Machine OEE and Production Line OEE Are Not the Same
Machine OEE measures losses within one equipment boundary. Line OEE measures acceptable output from the connected process.
A blister machine can show strong machine OEE while waiting for upstream product. A cartoning machine can record repeated stops caused by inconsistent packs arriving from the previous operation. Several machines can each report acceptable results while the complete line remains limited by one interface.
Do not calculate line OEE by averaging the OEE percentages of individual machines. Measure the line against its own planned time, defined rate, total output, and good output. Machine-level data then explains where the line loss occurred.
Conclusión
Overall equipment effectiveness in pharmaceutical manufacturing separates production loss into availability, actuación, y calidad. The percentage is useful only when calculation rules remain consistent and loss data leads to investigation.
OEE supports improvement when teams reduce recurring downtime, minor stops, speed imbalance, and defects without weakening process or quality controls. Equipment capability matters, but materials, metodos, mantenimiento, people, and line integration determine the final result together.
Preguntas frecuentes
Is OEE Required by GMP?
No. OEE is a manufacturing KPI, not a universal GMP requirement or product-release test. A company decides how to use it within its performance and improvement system.
What Is a Good OEE Score for Pharmaceutical Manufacturing?
There is no single score for every process. tipo de producto, tamaño del lote, cleaning frequency, changeover pattern, automation level, and calculation rules affect the result. A consistent internal baseline is more useful than an unsupported cross-industry target.
Should Cleaning and Changeover Time Be Included in OEE?

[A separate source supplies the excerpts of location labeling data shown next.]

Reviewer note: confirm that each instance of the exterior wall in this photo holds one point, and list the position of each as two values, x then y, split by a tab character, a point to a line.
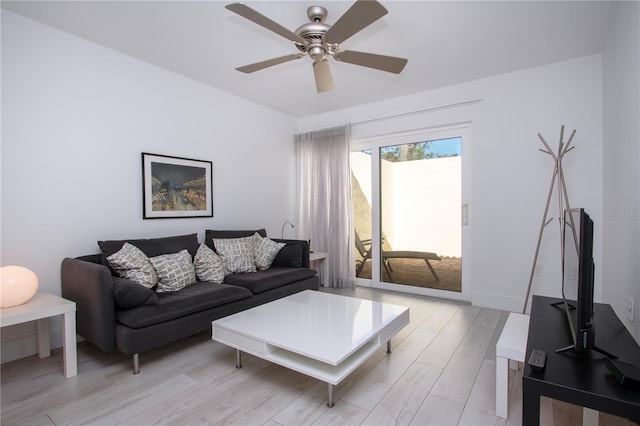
509	176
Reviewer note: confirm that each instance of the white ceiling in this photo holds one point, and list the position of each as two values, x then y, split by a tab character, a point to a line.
446	42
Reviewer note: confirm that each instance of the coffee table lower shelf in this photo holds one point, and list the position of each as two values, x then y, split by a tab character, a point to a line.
331	374
324	336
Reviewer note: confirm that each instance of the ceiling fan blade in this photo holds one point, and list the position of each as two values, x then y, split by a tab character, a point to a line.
360	15
324	80
247	69
371	60
250	14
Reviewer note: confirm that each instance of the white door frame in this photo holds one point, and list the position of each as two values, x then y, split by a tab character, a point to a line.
374	143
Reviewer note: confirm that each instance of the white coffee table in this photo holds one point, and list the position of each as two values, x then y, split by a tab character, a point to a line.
322	335
39	309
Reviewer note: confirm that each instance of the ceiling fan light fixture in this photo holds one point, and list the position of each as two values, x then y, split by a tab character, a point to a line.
317	53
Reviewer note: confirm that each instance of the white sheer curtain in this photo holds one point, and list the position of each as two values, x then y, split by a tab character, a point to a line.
324	199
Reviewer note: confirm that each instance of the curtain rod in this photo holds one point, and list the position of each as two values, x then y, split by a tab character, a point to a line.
468	101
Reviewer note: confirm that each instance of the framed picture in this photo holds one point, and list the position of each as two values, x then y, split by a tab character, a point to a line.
175	187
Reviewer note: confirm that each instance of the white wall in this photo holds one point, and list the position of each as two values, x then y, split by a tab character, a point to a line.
509	176
621	159
75	119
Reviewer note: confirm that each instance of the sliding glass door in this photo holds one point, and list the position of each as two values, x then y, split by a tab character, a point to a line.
410	212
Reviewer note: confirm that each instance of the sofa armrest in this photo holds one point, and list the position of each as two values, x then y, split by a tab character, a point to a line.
90	285
305	249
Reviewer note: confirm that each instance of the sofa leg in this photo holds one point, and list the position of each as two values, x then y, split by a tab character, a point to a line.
136	364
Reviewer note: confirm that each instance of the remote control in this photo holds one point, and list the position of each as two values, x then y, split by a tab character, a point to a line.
537	359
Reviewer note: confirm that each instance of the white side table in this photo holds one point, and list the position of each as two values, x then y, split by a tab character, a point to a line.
511	345
40	308
319	260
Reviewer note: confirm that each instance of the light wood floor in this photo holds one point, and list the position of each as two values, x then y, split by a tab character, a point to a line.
441	372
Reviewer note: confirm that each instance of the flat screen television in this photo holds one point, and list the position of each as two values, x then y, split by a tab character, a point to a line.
578	271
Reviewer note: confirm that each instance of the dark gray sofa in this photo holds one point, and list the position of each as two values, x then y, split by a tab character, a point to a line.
115	313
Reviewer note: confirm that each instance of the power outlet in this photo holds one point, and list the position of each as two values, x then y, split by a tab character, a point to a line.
537	271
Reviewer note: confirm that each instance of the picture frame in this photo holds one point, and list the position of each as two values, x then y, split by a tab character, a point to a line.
176	187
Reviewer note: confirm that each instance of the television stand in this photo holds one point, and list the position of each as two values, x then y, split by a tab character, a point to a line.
595	348
567	378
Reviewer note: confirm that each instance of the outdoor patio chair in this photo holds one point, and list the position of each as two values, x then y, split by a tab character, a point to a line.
364	247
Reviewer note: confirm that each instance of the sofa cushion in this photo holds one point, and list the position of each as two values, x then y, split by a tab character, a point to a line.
261	281
265	250
175	271
152	247
210	234
130	262
195	298
236	253
289	256
209	266
129	294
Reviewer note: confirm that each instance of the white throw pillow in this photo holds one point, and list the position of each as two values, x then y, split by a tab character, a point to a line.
237	253
209	266
175	271
265	250
130	262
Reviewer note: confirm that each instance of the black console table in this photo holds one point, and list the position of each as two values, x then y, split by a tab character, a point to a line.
578	378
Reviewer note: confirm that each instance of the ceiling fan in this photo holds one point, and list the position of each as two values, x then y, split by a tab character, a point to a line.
320	40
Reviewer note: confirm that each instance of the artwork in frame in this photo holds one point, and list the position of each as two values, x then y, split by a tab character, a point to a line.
175	187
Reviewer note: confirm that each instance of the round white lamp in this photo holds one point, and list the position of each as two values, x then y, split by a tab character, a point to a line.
17	285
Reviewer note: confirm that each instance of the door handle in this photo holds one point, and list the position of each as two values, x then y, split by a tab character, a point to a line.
465	214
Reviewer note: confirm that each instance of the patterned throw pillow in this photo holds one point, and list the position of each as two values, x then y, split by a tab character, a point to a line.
209	266
130	262
237	253
175	271
265	250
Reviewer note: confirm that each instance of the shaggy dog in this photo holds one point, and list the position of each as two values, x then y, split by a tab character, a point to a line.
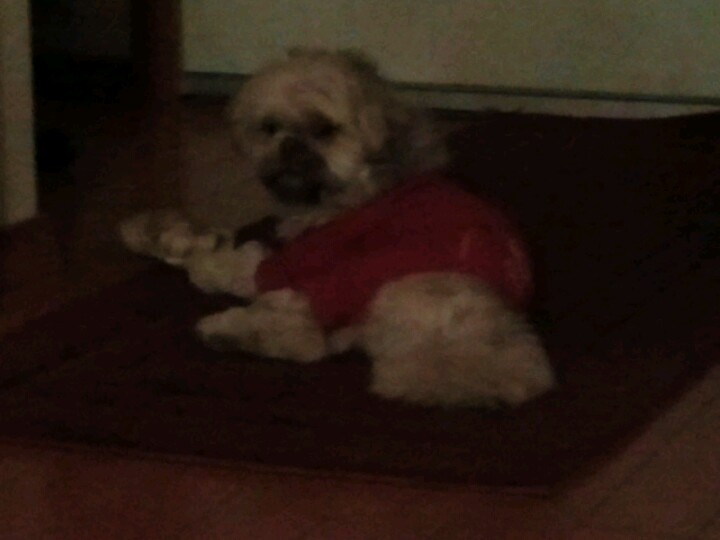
379	252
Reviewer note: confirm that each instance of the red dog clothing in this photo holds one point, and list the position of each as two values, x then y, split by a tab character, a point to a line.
424	225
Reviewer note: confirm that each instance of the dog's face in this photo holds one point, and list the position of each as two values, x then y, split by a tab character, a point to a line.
324	129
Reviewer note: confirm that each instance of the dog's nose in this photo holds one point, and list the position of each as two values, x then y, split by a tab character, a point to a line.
297	156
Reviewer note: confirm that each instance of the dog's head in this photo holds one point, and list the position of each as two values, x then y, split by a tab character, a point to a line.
324	129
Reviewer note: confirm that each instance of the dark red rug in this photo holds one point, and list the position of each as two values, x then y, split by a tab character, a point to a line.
622	217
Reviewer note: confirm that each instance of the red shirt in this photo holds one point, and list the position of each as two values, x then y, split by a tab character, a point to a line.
424	225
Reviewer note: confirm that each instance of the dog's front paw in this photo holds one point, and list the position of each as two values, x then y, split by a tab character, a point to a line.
227	270
227	331
166	235
264	332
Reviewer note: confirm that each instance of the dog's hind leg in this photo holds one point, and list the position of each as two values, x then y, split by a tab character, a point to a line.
445	339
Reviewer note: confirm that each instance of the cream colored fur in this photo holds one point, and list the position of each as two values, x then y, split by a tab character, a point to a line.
434	339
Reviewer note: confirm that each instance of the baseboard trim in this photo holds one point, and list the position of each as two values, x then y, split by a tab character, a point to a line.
482	98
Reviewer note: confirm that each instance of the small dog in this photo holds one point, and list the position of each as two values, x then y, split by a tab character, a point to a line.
379	252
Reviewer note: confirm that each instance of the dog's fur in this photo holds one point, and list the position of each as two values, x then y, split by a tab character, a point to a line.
325	134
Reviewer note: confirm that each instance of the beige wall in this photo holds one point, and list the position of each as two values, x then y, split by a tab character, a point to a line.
655	47
18	198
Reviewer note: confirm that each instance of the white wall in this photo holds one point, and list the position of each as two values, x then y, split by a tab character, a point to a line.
649	47
18	197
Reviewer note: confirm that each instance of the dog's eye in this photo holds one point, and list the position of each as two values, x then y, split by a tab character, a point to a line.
269	127
324	130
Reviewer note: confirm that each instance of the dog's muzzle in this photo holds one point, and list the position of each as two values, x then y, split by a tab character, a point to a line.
296	177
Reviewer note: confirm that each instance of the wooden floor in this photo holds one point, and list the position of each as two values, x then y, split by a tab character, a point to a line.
666	485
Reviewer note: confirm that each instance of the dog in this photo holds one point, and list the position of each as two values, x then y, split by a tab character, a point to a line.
343	156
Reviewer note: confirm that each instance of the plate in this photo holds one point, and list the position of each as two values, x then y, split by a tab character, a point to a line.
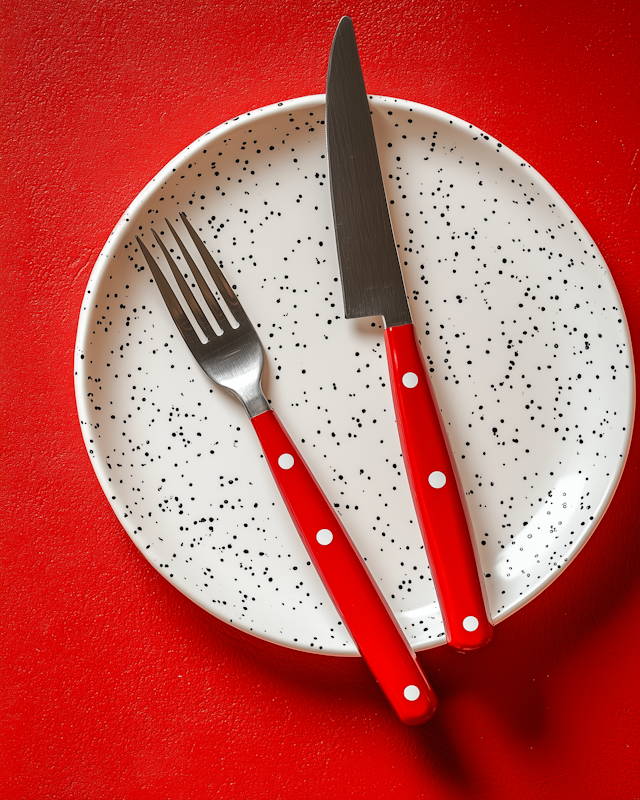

It depends on the documented definition of planned production time. The method should remain consistent across comparable reports. Required activities should not be removed or shortened simply to increase the score.
Can OEE Exceed 100%?
A correctly defined OEE should not exceed 100%. A higher result usually indicates an incorrect reference speed, time boundary, production count, or formula.
Does a Faster Machine Always Improve OEE?
No. Higher speed improves output only when the process remains stable and connected equipment can handle the flow. More jams, blockage, rechaza, or downtime can reduce line OEE even when one machine runs faster.
Referencias
- ISO 22400-1 y ISO 22400-2, Key Performance Indicators for Manufacturing Operations Management.
- Consejo Internacional de Armonización, ICH Q10 Pharmaceutical Quality System.
- A NOSOTROS. Administración de Alimentos y Medicamentos, Quality Systems Approach to Pharmaceutical Current Good Manufacturing Practice Regulations.